News / Middle East

UN's Ban Urges Diplomacy in Iran Nuclear Dispute

United Nations Secretary-General Ban Ki-moon (file photo)
United Nations Secretary-General Ban Ki-moon (file photo)

United Nations Secretary General Ban Ki-moon is calling on Iran and the West to resolve the dispute over Iran's nuclear program through talks instead of military action.

A Ban spokesman said Thursday that diplomacy is the only way to settle the issue. Recent Israeli media reports say Israel has been considering a military strike on Iran's nuclear sites to stop what the West suspects is Iranian plans build nuclear weapons.

Iran's Supreme Leader Ayatollah Ali Khamenei said Thursday Iran will respond to any military strike by Israel or the United States with "iron fists."

U.S. Defense Secretary Leon Panetta says military action against Iran could have what he calls "unintended consequences. Panetta says striking at Iran would not deter its nuclear ambitions while having a serious impact on the region and on U.S. forces.
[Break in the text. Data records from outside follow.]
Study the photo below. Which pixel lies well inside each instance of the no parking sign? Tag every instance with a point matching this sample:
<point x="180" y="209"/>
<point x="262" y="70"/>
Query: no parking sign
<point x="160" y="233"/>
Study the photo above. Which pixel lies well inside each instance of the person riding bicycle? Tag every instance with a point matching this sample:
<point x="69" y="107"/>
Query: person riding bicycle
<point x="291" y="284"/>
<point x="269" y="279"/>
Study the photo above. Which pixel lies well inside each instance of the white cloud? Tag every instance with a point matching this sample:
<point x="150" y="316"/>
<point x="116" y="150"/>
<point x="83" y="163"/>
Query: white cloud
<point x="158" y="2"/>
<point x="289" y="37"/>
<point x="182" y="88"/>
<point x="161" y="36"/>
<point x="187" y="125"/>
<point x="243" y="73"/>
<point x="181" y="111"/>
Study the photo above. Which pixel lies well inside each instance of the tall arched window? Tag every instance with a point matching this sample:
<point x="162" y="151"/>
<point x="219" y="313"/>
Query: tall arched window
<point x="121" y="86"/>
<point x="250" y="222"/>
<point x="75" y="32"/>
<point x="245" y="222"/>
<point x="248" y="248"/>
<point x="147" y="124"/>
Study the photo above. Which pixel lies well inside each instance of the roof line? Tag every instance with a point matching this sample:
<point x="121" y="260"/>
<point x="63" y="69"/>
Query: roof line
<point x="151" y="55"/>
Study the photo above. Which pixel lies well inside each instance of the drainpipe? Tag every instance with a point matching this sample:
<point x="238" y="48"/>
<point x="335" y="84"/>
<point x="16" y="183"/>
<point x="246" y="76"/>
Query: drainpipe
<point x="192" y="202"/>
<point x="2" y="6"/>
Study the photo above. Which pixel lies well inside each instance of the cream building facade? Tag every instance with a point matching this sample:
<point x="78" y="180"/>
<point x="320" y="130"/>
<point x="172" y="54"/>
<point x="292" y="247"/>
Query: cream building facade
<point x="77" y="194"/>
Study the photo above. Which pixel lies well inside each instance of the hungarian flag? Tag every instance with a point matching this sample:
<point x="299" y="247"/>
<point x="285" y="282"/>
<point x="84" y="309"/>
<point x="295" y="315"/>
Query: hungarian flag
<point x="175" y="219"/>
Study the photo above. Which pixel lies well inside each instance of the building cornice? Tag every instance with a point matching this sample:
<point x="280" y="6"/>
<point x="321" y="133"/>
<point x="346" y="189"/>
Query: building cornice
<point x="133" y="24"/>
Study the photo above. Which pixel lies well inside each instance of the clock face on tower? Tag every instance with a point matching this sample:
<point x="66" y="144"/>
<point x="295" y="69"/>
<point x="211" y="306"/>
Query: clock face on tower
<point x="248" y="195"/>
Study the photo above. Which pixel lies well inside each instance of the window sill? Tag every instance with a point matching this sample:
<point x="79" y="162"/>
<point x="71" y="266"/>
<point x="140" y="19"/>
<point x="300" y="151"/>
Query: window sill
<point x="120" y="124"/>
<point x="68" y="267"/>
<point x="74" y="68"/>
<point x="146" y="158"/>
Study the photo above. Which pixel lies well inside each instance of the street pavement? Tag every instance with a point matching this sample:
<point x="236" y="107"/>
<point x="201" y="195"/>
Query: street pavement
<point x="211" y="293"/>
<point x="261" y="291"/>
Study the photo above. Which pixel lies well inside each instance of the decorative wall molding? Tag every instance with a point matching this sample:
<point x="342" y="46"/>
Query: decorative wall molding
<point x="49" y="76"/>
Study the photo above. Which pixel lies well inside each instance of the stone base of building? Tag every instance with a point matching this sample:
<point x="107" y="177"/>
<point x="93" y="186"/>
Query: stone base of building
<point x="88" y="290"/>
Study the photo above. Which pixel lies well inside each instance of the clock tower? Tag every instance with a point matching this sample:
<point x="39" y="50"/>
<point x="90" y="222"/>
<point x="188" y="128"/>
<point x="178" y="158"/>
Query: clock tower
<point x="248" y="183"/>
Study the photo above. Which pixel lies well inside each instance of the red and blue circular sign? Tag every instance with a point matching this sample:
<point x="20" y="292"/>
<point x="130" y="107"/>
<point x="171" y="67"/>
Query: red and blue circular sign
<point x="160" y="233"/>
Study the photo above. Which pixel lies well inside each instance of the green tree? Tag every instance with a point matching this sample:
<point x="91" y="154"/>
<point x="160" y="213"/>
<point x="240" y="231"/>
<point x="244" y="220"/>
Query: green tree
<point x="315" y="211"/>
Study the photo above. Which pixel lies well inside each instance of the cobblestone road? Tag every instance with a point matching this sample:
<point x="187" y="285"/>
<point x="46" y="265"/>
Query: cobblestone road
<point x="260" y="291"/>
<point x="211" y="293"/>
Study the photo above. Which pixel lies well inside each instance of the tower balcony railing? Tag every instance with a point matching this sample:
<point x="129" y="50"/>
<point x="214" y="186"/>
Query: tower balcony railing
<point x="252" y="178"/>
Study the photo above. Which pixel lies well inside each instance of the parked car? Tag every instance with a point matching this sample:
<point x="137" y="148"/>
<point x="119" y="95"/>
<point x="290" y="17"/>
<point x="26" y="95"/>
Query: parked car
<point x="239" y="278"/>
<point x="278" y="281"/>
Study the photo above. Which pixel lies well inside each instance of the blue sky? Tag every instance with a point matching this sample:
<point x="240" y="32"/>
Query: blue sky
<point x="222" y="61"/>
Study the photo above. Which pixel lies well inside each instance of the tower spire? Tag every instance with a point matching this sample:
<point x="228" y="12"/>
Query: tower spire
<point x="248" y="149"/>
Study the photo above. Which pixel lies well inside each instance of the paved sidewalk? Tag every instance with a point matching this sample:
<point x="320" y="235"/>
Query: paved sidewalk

The International Atomic Energy Agency said this week it has "credible" evidence of Iranian efforts to design a nuclear weapon. Iran rejects the allegation and insists its nuclear program is peaceful. Iranian President Mahmoud Ahmadinejad says Wednesday Iran will not retreat "one iota" from its nuclear activities.

Israel responded to the IAEA by calling on the international community to stop Iran from gaining nuclear weapons and endangering world peace. Israel is widely believed to have the only nuclear arsenal in the Middle East. It sees a nuclear-armed Iran as a threat to its existence.

Britain, France, and Germany warns that Iran faces additional sanctions if it refuses to address international concerns about its nuclear work. But, Russia's foreign ministry said Thursday that Russian and Chinese diplomats agree that new sanctions "will not lead to the desired result" of resolving the Iranian nuclear dispute.

The U.N. Security Council has passed four sets of sanctions on Iran for refusing to stop nuclear activities that have both civilian and military uses.

Some information for this report was provided by AFP and AP.